New insights into how salt gathers at common solvent surfaces

New research led by Flinders University has shed light on one of chemistry’s big mysteries by describing how simple salts exist near the surface of liquid solvents.

In a new international collaborative study, experts have used a technique called “ion scattering spectroscopy” on a range of solvents to understand the interface between air and water droplets in the atmosphere.

Dr. Gunther Andersson, professor of chemical physics and nanotechnology at Flinders University, says the new technique goes a long way to describing how ions form simple salts present in the outer layer of dissolved solvents, for example in common table salt, (sodium chloride) (Na⁺ and Cl^– of NaCl).

The article, “Ion specificity at solvent surfaces: concentration depth profiles of monovalent inorganic ions,” published in Journal of Colloid and Interface Science, paves the way for further inroads into understanding key processes in the environment.

“This has been an unresolved question for decades, and this study is an important step forward in understanding chemical reactions in the atmosphere where water droplets meet air, the reactions which are relevant for the environment,” says lead author Professor Andersson, from the Flinders Institute for Nanoscale Science and Technology at the College of Science and Engineering.

“Ion scattering spectroscopy in a simplified way can be described as playing billiards with atoms where the billiard balls (atoms) have different masses from across the entire periodic table.

“There is no other method which can comprehensively investigate this problem.”

First author Dr.
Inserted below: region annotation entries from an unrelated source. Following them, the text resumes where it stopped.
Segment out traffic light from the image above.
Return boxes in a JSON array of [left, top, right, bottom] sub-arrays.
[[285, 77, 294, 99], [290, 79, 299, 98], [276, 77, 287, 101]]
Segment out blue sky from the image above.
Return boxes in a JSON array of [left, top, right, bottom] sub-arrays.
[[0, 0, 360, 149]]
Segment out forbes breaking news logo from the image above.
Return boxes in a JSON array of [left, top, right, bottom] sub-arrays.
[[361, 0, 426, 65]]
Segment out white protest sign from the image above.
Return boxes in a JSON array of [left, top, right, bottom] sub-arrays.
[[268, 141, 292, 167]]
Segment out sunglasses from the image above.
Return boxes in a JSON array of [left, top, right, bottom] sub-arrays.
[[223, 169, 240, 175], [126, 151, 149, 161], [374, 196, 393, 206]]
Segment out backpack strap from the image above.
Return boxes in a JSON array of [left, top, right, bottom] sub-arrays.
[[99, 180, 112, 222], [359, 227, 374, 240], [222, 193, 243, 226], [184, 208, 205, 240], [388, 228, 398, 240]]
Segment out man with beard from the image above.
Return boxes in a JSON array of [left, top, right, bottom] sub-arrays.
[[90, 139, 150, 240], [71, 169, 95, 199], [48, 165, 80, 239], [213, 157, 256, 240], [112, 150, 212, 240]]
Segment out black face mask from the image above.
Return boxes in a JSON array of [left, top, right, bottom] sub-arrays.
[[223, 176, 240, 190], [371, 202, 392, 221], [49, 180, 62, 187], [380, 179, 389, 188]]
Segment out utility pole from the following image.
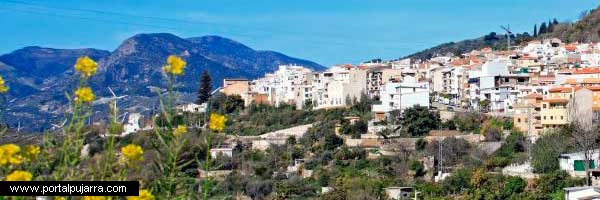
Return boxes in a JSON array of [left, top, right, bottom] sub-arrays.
[[525, 103, 532, 162], [413, 190, 421, 200], [438, 140, 444, 175]]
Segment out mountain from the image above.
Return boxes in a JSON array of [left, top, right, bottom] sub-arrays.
[[0, 33, 326, 131], [541, 6, 600, 42], [403, 32, 533, 60]]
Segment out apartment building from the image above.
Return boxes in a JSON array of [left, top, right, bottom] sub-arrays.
[[513, 93, 543, 140], [311, 65, 367, 109], [372, 76, 430, 120]]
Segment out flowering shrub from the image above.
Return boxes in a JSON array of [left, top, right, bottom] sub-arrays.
[[0, 55, 227, 200]]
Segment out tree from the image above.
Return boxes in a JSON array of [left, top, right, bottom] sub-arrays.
[[402, 106, 441, 136], [538, 22, 548, 35], [196, 70, 212, 105], [547, 20, 554, 33], [568, 93, 600, 186], [531, 131, 569, 173]]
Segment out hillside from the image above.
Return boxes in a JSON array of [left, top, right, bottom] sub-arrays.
[[0, 33, 325, 131], [403, 5, 600, 60], [541, 8, 600, 42]]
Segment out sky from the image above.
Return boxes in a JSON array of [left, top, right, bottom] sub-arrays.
[[0, 0, 599, 66]]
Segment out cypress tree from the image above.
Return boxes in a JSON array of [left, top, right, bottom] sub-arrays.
[[196, 70, 212, 105], [538, 22, 548, 35]]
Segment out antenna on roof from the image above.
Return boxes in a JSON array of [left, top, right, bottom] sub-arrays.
[[500, 25, 512, 51]]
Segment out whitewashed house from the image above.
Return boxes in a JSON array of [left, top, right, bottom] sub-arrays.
[[372, 76, 429, 119]]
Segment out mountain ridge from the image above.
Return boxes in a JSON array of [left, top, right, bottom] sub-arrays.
[[0, 33, 326, 131]]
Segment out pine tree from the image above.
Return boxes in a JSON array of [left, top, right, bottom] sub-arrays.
[[538, 22, 548, 35], [196, 70, 212, 105]]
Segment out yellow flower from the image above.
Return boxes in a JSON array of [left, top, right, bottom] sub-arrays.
[[121, 144, 144, 162], [0, 76, 8, 93], [208, 114, 227, 132], [75, 56, 98, 78], [83, 196, 106, 200], [25, 145, 40, 160], [75, 87, 96, 103], [163, 55, 186, 76], [127, 190, 154, 200], [0, 144, 23, 165], [6, 170, 32, 181], [173, 125, 187, 137]]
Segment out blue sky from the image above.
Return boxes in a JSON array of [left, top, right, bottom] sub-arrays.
[[0, 0, 598, 65]]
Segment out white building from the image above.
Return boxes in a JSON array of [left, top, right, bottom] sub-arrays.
[[469, 60, 529, 112], [372, 76, 429, 119], [310, 65, 367, 109], [121, 113, 142, 136], [563, 186, 600, 200]]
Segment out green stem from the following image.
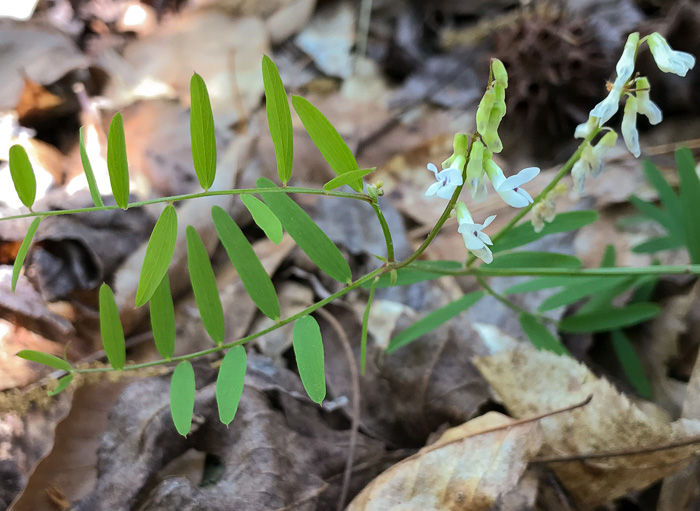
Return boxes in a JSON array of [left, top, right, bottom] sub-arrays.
[[0, 187, 372, 220], [73, 264, 386, 373], [370, 201, 394, 263], [466, 128, 601, 267]]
Anand Kumar, a CSIRO Early Research Career Postdoctoral Fellow now working at the Paul Scherrer Institute in Switzerland, says the research team is now hoping to use the method to investigate how this applies to water, the most important solvent.

“We are establishing a scale for solvents based on surface tension to gauge, and hopefully predict in future, which ions will go to outer layers and which will not,” says Dr. Kumar.

“In this scale, water lies at the other end and we will test with further investigation of how this scale manifests for water.”

In the latest study, neutral impact collision ion scattering spectroscopy was used to directly measure concentration depth profiles of monovalent inorganic ions (Cl⁻, Br⁻, I⁻, Na⁺, K⁺, and Cs⁺) in solution on four nonaqueous solvents—propylene carbonate (PC), benzyl alcohol (BA), glycerol and formamide (FA).